Infection with Giardia intestinalis, a flagellate protozoan that colonizes the lumen of the small intestine, is acquired by ingesting environmentally resistant cysts of the parasite, typically in water or food. Strains of the parasite that can potentially infect humans are harboured by various mammals, including dogs and cattle.

Clinical features—manifestations include watery diarrhoea, abdominal discomfort and distension, weight loss, and malabsorption, with the infection typically being persistent and severe in individuals with genetic impairment of antibody production. G. intestinalis infection can lead to impairment of growth, and possibly of intellectual development, in children.

Diagnosis and treatment—diagnosis is by faecal examination for evidence of G. intestinalis infection, including (1) parasite antigen—by enzyme-linked immunosorbent assay (ELISA) or immunochromatography; (2) cysts—by microscopy (a historic approach that lacks sensitivity); or (3) parasite DNA—by nucleic acid amplification techniques, such as the polymerase chain reaction (PCR). Aside from supportive care, treatment is with metronidazole (although the parasite is becoming increasingly resistant), tinidazole and nitazoxanide.

Prevention—cysts of G. intestinalis in water can be killed by boiling or removed by filtration.


Balantidium coli is a ciliate protozoan that invades the colonic mucosa. Infection—which may or may not be acquired from pigs or other animals—may be asymptomatic or cause diarrhoea that can be watery or contain blood and mucus. Perforation of the colon can occur, leading to peritonitis, and the parasite can also spread to the liver, lungs, and spine. Diagnosis is by recognition of the parasite on microscopic examination of diarrhoeal stools, colonic mucus, or rectal biopsies. Aside from supportive care, treatment with metronidazole or tetracycline has reportedly eradicated infection in some instances. Prevention is by filtration or boiling of drinking-water, hand washing before handling food, and careful cleaning and cooking of food.

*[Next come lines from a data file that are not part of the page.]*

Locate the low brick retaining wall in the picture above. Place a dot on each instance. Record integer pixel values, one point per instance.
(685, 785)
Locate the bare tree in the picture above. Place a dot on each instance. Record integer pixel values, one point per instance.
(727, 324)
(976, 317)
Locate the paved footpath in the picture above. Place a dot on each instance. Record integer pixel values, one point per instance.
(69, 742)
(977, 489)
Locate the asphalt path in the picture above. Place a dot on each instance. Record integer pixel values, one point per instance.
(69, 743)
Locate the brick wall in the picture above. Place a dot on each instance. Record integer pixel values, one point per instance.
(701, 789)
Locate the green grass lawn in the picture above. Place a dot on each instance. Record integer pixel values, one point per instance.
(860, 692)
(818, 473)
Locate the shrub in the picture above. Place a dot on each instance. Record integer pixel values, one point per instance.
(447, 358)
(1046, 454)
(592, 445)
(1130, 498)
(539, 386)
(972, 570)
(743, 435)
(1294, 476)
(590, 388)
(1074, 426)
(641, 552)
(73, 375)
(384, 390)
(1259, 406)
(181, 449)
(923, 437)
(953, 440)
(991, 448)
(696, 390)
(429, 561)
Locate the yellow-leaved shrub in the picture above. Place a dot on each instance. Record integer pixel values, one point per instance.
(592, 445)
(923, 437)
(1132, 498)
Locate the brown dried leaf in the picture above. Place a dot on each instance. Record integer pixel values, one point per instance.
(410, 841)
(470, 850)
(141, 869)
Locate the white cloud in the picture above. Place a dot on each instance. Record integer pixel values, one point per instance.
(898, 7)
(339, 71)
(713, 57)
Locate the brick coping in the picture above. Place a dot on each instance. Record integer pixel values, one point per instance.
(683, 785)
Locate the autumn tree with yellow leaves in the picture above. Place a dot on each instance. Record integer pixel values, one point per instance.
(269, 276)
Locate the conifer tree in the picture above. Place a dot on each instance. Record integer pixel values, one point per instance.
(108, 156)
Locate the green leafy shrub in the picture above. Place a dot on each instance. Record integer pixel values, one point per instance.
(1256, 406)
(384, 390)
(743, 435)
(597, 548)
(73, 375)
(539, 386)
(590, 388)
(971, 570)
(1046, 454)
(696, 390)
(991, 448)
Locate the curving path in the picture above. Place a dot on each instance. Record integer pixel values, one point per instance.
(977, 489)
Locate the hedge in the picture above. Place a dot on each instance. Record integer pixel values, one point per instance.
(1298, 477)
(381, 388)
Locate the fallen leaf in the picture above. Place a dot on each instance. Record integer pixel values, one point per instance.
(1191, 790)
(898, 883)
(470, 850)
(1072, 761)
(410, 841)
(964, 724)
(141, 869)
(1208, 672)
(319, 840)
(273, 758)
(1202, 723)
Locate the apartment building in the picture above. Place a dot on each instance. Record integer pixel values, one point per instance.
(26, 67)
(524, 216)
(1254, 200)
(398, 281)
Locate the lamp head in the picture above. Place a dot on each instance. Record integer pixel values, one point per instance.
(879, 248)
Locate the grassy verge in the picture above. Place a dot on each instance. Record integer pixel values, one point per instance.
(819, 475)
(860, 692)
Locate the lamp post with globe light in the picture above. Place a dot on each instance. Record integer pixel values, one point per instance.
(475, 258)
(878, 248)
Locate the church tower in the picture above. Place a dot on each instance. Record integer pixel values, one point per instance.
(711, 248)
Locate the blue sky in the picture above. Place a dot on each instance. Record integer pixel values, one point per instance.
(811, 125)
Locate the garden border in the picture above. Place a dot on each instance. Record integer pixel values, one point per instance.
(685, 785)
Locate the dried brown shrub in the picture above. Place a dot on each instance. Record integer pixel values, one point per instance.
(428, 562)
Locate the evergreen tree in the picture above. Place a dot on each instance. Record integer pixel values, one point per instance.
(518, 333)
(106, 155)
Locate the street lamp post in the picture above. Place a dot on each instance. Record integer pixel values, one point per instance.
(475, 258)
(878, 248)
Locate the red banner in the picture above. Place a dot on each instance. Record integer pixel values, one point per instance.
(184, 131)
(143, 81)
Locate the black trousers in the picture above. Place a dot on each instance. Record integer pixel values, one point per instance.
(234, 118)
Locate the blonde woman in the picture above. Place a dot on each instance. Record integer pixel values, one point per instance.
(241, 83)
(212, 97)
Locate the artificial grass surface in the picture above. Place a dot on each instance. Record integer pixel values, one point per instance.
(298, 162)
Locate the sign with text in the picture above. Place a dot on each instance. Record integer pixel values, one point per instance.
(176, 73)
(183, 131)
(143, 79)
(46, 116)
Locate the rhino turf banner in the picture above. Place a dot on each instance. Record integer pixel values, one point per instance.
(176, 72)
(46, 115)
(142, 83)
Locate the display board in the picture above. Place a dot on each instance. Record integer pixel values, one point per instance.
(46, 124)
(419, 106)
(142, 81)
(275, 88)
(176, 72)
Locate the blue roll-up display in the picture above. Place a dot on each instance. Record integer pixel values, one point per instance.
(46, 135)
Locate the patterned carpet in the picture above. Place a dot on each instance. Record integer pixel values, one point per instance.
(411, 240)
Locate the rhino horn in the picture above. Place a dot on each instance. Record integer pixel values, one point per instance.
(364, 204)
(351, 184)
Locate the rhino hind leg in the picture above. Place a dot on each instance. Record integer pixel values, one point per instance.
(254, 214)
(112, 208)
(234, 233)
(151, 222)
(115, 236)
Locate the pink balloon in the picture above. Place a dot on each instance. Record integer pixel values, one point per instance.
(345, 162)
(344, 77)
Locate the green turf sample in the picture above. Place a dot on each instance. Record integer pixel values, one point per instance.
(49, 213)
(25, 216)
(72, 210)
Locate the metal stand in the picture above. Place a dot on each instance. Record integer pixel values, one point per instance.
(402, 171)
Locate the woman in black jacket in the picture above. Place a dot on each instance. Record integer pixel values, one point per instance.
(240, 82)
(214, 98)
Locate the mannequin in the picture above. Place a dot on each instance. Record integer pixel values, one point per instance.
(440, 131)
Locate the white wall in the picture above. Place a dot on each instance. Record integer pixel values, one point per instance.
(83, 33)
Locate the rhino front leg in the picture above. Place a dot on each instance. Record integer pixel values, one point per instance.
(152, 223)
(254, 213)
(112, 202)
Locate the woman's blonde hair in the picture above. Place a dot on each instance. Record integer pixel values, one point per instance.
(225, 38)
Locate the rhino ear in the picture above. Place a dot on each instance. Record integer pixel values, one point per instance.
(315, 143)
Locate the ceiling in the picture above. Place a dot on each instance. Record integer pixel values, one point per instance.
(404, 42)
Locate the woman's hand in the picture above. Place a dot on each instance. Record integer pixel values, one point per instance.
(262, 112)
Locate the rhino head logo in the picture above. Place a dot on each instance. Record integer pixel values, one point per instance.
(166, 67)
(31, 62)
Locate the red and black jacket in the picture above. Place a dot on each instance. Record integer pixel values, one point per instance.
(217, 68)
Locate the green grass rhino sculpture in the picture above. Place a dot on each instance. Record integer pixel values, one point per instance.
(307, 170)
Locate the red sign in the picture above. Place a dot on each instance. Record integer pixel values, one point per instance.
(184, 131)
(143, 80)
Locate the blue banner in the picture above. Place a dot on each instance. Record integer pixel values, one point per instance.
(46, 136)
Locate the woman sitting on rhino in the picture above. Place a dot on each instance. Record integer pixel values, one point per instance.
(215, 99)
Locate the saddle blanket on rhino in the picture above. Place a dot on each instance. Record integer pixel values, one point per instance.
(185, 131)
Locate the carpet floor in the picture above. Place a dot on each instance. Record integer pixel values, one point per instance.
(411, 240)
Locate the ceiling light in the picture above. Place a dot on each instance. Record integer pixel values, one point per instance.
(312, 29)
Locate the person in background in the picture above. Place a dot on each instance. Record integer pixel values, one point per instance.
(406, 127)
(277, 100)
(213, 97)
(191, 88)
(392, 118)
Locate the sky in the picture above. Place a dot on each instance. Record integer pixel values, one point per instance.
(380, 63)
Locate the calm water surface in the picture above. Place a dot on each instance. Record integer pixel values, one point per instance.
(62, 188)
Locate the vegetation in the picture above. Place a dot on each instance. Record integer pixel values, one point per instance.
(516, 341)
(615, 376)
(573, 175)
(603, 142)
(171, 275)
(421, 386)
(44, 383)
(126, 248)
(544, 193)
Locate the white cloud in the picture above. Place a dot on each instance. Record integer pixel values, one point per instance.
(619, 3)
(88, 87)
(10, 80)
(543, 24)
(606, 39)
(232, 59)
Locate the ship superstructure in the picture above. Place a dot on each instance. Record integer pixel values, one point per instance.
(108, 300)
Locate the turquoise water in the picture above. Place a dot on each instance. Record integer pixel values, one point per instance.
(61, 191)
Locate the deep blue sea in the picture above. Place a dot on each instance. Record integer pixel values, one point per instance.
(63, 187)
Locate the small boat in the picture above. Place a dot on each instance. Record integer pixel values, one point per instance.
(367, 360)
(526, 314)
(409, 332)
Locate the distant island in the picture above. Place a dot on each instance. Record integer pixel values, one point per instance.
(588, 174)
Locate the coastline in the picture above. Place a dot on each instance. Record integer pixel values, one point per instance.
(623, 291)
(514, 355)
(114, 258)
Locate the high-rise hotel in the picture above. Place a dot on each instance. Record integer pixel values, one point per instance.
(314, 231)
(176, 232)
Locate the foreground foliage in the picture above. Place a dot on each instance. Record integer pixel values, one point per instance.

Cystoisospora belli is a coccidian protozoan that colonizes epithelial cells of the small intestine. Infection is presumed to occur by ingestion of parasite oocysts in water or food, but vehicles for transmission to humans are unknown, although the organism has been found on cockroaches. Clinical features include watery diarrhoea, dehydration, fever, and weight loss, with isosporiasis being an opportunistic infection associated with HIV infection. Diagnosis is by microscopic examination of faecal specimens for oocysts of C. belli, which show blue autofluorescence under ultraviolet light. Aside from supportive care, trimethoprim–sulphamethoxazole is partially effective.


Microsporidia are minute intracellular parasites, now regarded as fungi, which infect various animals and birds. About a dozen species can cause human infection (some only rarely). In at least some cases, microsporidiosis appears to be acquired by ingestion of spores of the causative organism(s) in water.

Clinical manifestations are most frequently reported in HIV-infected patients, and include diarrhoea ascribed to colonization of the small intestinal mucosa by Enterocytozoon bieneusi or Encephalitozoon intestinalis. Other manifestations of microsporidial infection include acalculous cholecystitis, sinusitis, cough/dyspnoea, urethritis, and keratitis.

Diagnosis, treatment, and prevention—intestinal microsporidiosis is diagnosed by microscopic examination of faecal specimens (after appropriate staining) for microsporidian spores, or by detection of microsporidian DNA in faecal specimens. Aside from supportive care, albendazole is an effective drug for treating Encephalitozoon infections, although Ent. bieneusi does not respond. In HIV-infected patients, remission of Ent. bieneusi infection can be achieved by anti-retroviral drug treatment that reduces the HIV load. Prevention can be achieved by killing spores in water by boiling or exposure to ultraviolet light.